Jean Coussau
Crédits : DR - Matthieu Cellard
Jean Coussau

Chef

Abonnés 4 Abonnements 0

Vous avez voyagé à travers la France et l’Europe pendant 10 ans. Quel pays vous a le plus marqué d’un point de vue gustatif ? L’Espagne est vraiment le pays qui m’a le plus marqué, et notamment la cuisine du poisson du Nord de l’Espagne car elle respecte énormément la saisonnalité et n’abuse pas d’épices [...] ou de condiments. Elle se sert surtout de ce qu’il y a sur place et c’est justement ça ma philosophie de la cuisine.

Que souhaitez-vous transmettre à la jeune génération de cuisiniers ? Je souhaite transmettre ce qu’on m’a transmis, c’est-à-dire l’amour des beaux produits et le respect des cycles saisonniers. Je dis souvent aux jeunes chefs en herbe : « quand vous saurez choisir un produit, bien le cuire et bien l’assaisonner, vous serez cuisiniers ». D’ailleurs, la cuisine que je prône depuis 40 ans se retrouve tout à coup furieusement à la mode ; on ne parle plus que de « naturalité ». Il y a 30 ans, j’étais ringard, mais aujourd’hui les gens sont à la recherche de produits exceptionnels – que nous trouvons ici grâce à un maillage de pêcheurs, de cueilleurs, d’éleveurs et d’agriculteurs qui est en place depuis trois générations. Mon premier geste du matin, c’est de chercher ce produit-là.

Comment avez-vous réussi le challenge de préserver votre héritage familial tout en apportant votre touche personnelle ? Ma cuisine s’appuie sur ce que m’a transmis mon père. Il avait lui-même codifié la cuisine du Sud-Ouest, qui était traditionnellement une cuisine de femmes. Chacune avait sa recette, chacune avait son interprétation particulière. Je me suis appuyé sur son travail, en apportant ce qui est maintenant plus d’actualité : des sauces beaucoup moins liées, des cuissons plus légères, et une moindre utilisation de la sacro-sainte graisse d’oie.

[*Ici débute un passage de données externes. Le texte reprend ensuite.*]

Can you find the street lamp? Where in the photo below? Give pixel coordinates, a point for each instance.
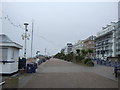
(25, 36)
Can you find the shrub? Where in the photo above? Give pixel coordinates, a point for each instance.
(90, 63)
(84, 61)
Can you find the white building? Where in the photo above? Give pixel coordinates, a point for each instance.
(9, 54)
(78, 45)
(68, 49)
(108, 41)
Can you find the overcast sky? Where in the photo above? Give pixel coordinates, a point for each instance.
(55, 24)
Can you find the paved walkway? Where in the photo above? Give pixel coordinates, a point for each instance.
(56, 73)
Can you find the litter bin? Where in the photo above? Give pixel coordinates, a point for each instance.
(30, 67)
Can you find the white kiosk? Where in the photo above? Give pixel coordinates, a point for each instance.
(9, 54)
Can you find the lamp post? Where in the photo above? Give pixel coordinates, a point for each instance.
(25, 36)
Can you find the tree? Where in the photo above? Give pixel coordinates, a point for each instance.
(84, 52)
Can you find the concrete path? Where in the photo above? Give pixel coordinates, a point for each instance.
(56, 73)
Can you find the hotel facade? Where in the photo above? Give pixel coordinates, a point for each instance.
(107, 42)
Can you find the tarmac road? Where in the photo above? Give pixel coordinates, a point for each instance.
(57, 73)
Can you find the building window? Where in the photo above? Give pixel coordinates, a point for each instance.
(3, 54)
(12, 54)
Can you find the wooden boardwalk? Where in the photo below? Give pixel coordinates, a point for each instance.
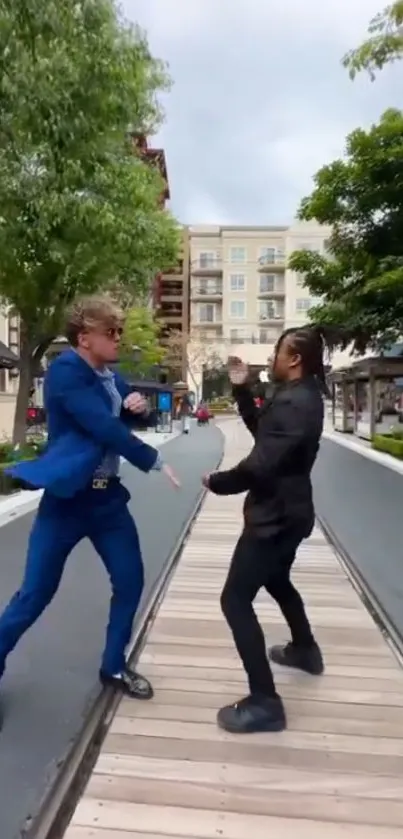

En tant que Chef passionné par sa région, comment définiriez-vous la cuisine du Sud-Ouest ? C’est une cuisine qui a très souvent été caricaturée et limitée aux seuls confits industriels ou salade de gésiers. Mais la vraie cuisine du Sud-Ouest, ce n’est pas du tout ça ! C’est une cuisine familiale et bourgeoise qui a su mettre en valeur tous les produits exceptionnels que nous avons dans la région. Dans chaque famille, il y a toujours eu des recettes « secrètes », que ce soit au niveau des pâtisseries ou de la liaison des sauces par exemple. Mais surtout, les gens se servaient traditionnellement des produits issus de la chasse, omniprésente dans le Sud-Ouest, ou de la pêche dans les rivières, les étangs et dans l’océan. Chaque famille ou exploitation avait son propre jardin de légumes, ses volailles domestiques et ses quelques arbres fruitiers. De là, une cuisine très riche et très diversifiée est née. Aujourd’hui, elle a un peu tendance à disparaître au profit d’une agriculture déraisonnée et intensive. Personnellement, je me fais un point d’honneur à perpétuer l’héritage de cette cuisine du Sud-Ouest.

Comment élaborez-vous les plats que vous choisissez de mettre à la carte ? L’arrivage des produits au Relais le matin détermine la carte et les recettes. Avant de mettre un plat à la carte, j’ai déjà dans la tête les associations qu’on peut faire, celles qu’on ne peut pas faire. C’est une question d’expérience. S’il y a des produits qui n’arrivent pas, on ne les propose pas, on ne se sert jamais d’ersatz.